Assume a scientist were to tell you that a certain mathematical equation is demonstrably correct. You could twist and turn the equation in any possible way, yet you would always come to the same conclusion. Now assume this scientist had spoken at a conference once, and his or her hotel room had been paid by an industry which had a vested interest in the equation being true. A conflict of interest, some would say, yet you could only assume that it resulted in a distortion of his or her scientific work if you could show that the equation was false. No money in the world can change facts.
EFSA, the European Food Safety Authority, is currently dealing with accusations of this nature. A European NGO called “Corporate Europe Observatory” (CEO) denounces the working group assessing the safety of gene drives – which is genetic engineering technology – as “compromised”. CEO claims that two-thirds of the working group have “financial links” to industry and organisations with vested interest in the matter of gene-editing.
However, EFSA responded to every single one of the concerns in a professional and detailed matter. The agency did not see a single instance in which the described “links” were of concern. For instance, CEO denounced the fact that Michael Bonsall, Professor of Mathematical Biology at Oxford University, has direct financial links with the British biotech company Oxitec. It turned out that the “direct financial links” were not financial investments with Oxitec, but research activities co-financed by the University of Oxford and Oxitec itself. In essence: these were public-private funded research projects between a private company and EU research grants.
But the work for CEO is done, so much so that EFSA’s devastating answer to their claims even now appears on their website.
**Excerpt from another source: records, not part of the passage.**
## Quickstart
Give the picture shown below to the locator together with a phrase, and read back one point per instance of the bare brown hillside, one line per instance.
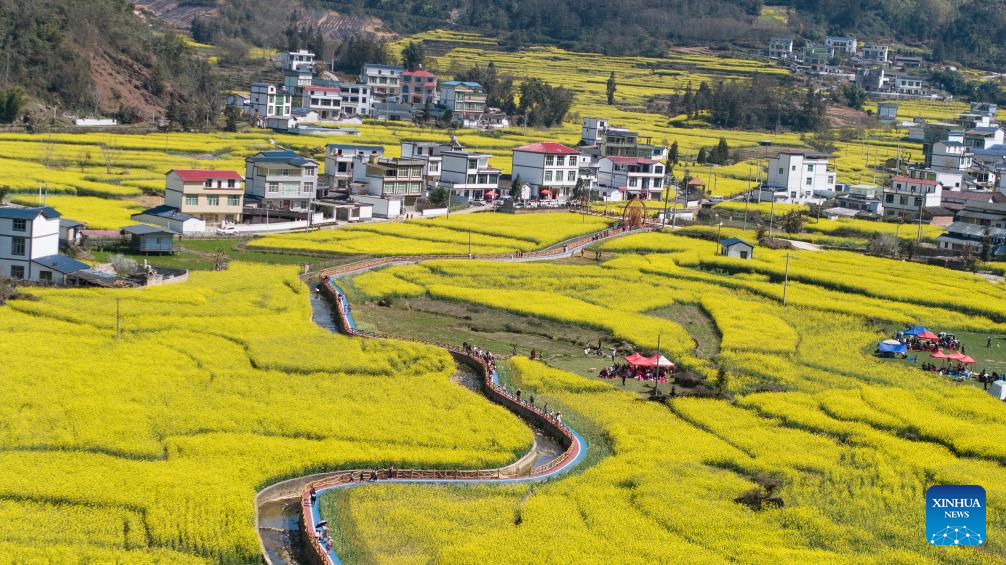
(331, 23)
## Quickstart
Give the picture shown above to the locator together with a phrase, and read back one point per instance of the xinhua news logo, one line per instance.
(955, 515)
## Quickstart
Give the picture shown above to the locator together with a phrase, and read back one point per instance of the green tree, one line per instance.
(231, 117)
(12, 103)
(440, 196)
(413, 55)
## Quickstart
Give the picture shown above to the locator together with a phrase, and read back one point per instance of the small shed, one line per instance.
(736, 247)
(998, 389)
(150, 238)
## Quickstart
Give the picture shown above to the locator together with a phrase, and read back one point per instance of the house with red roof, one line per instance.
(549, 169)
(326, 101)
(620, 177)
(215, 197)
(418, 86)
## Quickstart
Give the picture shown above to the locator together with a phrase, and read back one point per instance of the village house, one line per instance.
(798, 176)
(295, 60)
(550, 169)
(781, 48)
(383, 80)
(295, 82)
(736, 247)
(215, 197)
(873, 53)
(907, 198)
(468, 175)
(29, 246)
(840, 45)
(268, 101)
(281, 180)
(325, 101)
(613, 141)
(466, 101)
(384, 178)
(418, 87)
(144, 238)
(630, 177)
(340, 159)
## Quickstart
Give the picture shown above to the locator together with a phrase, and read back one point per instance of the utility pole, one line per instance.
(772, 215)
(786, 278)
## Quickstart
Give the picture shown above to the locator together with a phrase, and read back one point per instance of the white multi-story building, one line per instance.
(841, 45)
(430, 152)
(214, 197)
(468, 175)
(325, 101)
(907, 197)
(281, 180)
(630, 176)
(387, 178)
(340, 159)
(909, 85)
(383, 79)
(29, 245)
(295, 60)
(875, 53)
(356, 99)
(467, 101)
(781, 48)
(796, 175)
(268, 101)
(550, 169)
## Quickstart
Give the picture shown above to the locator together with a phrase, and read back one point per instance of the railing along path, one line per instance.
(574, 446)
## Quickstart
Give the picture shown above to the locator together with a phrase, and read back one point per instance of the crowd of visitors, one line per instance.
(626, 371)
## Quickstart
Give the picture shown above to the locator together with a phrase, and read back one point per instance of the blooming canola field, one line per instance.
(151, 446)
(849, 442)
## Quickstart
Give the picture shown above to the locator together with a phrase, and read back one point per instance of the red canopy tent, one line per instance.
(637, 360)
(659, 361)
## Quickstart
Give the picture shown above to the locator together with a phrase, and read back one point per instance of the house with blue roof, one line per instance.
(281, 180)
(29, 246)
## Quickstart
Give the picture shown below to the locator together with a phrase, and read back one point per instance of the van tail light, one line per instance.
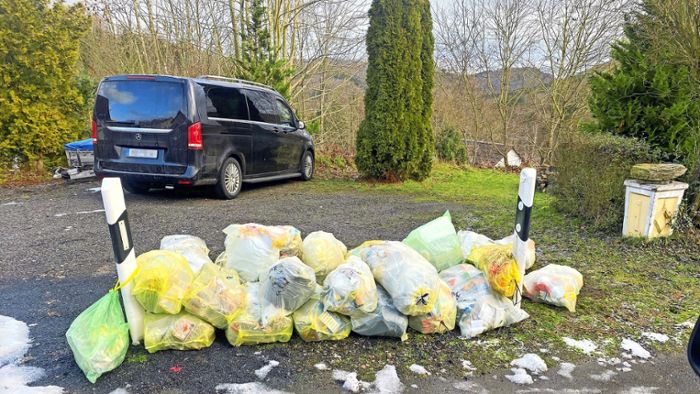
(194, 136)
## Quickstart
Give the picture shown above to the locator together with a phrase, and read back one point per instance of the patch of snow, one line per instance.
(531, 362)
(655, 336)
(585, 345)
(246, 388)
(634, 348)
(262, 372)
(519, 376)
(419, 369)
(565, 370)
(603, 377)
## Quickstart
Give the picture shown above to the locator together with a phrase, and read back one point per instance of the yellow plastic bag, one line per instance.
(499, 266)
(215, 295)
(314, 323)
(260, 322)
(179, 332)
(161, 281)
(442, 318)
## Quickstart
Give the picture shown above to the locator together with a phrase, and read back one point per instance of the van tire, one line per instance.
(308, 165)
(230, 179)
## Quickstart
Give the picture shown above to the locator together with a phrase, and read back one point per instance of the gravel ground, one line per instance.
(56, 260)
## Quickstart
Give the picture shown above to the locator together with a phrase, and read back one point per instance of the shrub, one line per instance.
(590, 174)
(450, 146)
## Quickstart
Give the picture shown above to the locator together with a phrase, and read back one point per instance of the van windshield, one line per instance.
(141, 103)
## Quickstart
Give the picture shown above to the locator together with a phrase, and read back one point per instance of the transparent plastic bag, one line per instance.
(501, 269)
(384, 321)
(288, 284)
(554, 284)
(408, 277)
(314, 323)
(192, 248)
(183, 331)
(478, 308)
(215, 295)
(323, 252)
(350, 288)
(260, 322)
(442, 318)
(252, 248)
(161, 281)
(99, 337)
(437, 241)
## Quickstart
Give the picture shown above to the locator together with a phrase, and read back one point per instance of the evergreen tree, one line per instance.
(395, 140)
(259, 61)
(42, 104)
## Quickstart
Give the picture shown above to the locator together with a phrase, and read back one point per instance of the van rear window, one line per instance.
(141, 103)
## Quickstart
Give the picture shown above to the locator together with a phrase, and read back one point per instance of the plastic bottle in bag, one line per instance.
(442, 318)
(260, 322)
(99, 337)
(215, 295)
(408, 277)
(479, 309)
(161, 280)
(350, 288)
(554, 284)
(323, 252)
(384, 321)
(437, 241)
(178, 332)
(192, 248)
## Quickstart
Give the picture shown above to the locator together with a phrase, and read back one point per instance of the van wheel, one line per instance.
(307, 166)
(135, 188)
(230, 179)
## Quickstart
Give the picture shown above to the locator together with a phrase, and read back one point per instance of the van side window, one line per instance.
(262, 106)
(227, 103)
(285, 114)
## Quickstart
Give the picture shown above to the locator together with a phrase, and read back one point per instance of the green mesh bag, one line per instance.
(99, 337)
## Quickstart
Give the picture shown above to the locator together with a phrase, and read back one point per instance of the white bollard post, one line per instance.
(526, 195)
(122, 244)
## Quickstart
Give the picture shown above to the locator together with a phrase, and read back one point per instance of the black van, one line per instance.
(164, 131)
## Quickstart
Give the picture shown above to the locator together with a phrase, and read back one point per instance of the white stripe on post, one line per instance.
(526, 195)
(122, 245)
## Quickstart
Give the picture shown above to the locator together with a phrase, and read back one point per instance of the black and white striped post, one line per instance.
(123, 246)
(526, 195)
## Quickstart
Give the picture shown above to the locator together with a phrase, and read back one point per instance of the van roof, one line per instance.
(205, 79)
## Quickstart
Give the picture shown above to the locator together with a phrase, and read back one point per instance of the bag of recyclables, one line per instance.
(554, 284)
(411, 281)
(350, 288)
(323, 252)
(384, 321)
(192, 248)
(179, 332)
(437, 241)
(99, 337)
(215, 295)
(499, 266)
(161, 281)
(478, 308)
(314, 323)
(252, 248)
(260, 322)
(442, 318)
(288, 284)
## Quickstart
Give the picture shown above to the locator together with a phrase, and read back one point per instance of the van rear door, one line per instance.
(142, 124)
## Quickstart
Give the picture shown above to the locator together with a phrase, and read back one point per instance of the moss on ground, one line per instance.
(630, 286)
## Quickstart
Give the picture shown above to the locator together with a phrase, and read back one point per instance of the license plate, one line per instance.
(142, 153)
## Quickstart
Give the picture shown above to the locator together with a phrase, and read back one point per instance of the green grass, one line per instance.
(629, 286)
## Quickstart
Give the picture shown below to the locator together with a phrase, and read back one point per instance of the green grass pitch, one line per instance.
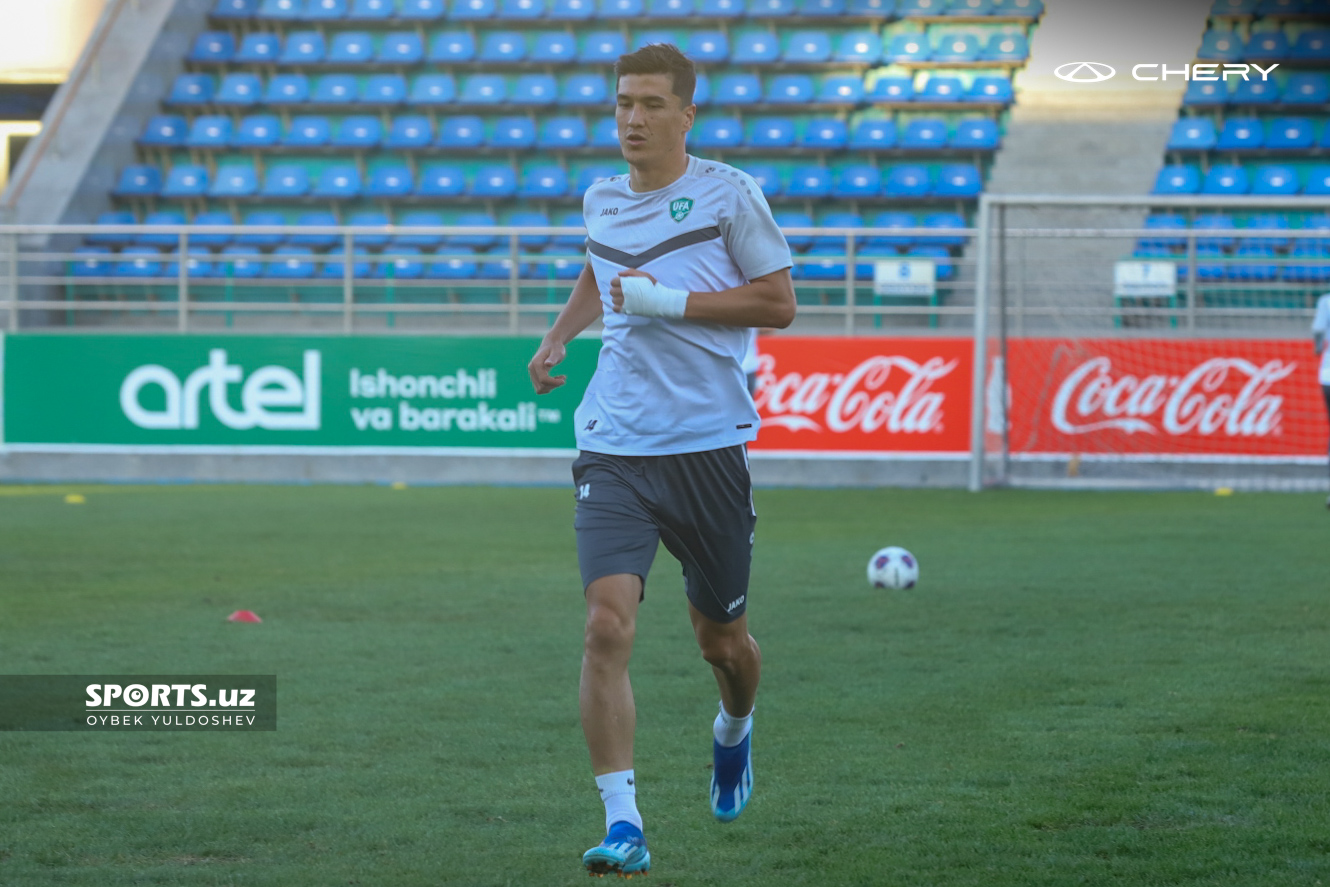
(1084, 689)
The scientists were smeared in the media, and no matter how many rebuttals the EU’s food safety agency would issue, much of the damage is already done. The headlines reading “food safety scientists accused of being bought” is all that these activists – who are sworn enemies of industrial agriculture – need.
The fact that gene-editing technologies could have a huge impact in reducing the death toll from diseases such as dengue fever, yellow fever, and the Zika virus, is irrelevant to their quest.
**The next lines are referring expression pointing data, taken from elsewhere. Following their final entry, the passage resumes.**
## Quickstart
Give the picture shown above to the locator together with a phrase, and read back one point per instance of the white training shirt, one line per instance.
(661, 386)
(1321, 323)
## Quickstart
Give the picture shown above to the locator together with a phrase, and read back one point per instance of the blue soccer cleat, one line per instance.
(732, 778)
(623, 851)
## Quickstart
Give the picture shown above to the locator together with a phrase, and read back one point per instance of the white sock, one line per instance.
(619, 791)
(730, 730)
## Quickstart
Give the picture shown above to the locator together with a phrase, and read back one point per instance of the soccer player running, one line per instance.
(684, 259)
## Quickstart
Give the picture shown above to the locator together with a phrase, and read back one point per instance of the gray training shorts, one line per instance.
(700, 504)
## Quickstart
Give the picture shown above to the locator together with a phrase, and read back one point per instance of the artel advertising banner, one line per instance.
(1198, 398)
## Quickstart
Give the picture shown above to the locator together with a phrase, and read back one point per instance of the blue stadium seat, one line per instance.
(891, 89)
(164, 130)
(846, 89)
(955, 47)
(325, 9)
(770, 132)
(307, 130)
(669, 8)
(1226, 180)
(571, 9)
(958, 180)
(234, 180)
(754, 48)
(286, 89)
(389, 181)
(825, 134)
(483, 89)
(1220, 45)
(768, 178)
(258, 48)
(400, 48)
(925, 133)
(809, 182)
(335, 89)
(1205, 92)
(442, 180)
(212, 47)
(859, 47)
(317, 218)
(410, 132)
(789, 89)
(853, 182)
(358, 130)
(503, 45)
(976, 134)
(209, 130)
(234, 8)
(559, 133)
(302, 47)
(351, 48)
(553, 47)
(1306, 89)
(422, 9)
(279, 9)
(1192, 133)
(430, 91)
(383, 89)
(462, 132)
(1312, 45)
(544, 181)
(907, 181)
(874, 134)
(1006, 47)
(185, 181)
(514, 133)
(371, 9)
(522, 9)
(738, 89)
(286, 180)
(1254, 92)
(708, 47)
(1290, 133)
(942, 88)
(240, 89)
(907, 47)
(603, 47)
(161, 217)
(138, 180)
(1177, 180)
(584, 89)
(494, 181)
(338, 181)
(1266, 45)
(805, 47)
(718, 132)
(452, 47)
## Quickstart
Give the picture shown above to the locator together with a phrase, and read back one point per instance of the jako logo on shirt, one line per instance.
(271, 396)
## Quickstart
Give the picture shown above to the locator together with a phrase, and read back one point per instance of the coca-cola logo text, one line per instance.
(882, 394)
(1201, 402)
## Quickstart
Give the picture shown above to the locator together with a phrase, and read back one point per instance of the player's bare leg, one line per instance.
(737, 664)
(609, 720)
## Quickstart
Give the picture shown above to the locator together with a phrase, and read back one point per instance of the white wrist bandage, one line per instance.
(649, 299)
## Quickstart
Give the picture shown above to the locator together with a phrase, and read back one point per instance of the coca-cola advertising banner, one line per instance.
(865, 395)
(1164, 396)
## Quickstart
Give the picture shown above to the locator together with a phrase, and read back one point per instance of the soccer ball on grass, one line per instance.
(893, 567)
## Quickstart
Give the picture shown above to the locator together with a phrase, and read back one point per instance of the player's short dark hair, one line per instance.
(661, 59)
A similar thing happened to French journalist Emmanuelle Ducros. The L’Opinion journalist is known for her columns on agriculture, calling out the unscientific work of environmental activists, and defending the scientific method against anti-GMO, anti-free trade, or anti-pesticide activists. Ducros was dragged through the mud by the French newspaper Libération and social media outrage ensued, all for moderating panels at industry conferences hat have a vested interested in the area of pesticides. Expenses were covered by these same interest groups. It remains a question of its own whether having your train journey and hotel room covered in a work context actually has that much of a powerful influence on your journalistic integrity. Never mind that the essence of what is backed up by evidence and what isn’t should be what determines that which can be reported as a fact.
For environmentalist NGOs, the Jaws (1975) quote “We are going to need a bigger boat” could easily be transcribed into “We are going to need a bigger smear”. The scientific method is under attack by those who do not believe in analysing and comparing evidence, but who claim that a spider web of industry groups have captured all the pro-science voices by bankrolling opinions. As a result, politicians legislate and regulate scientific innovations, and restrict consumer choice.
“What is your evidence?” is replaced by “Who funds you?,” and is killing the scientific debate. The consequences of that will be long-lasting.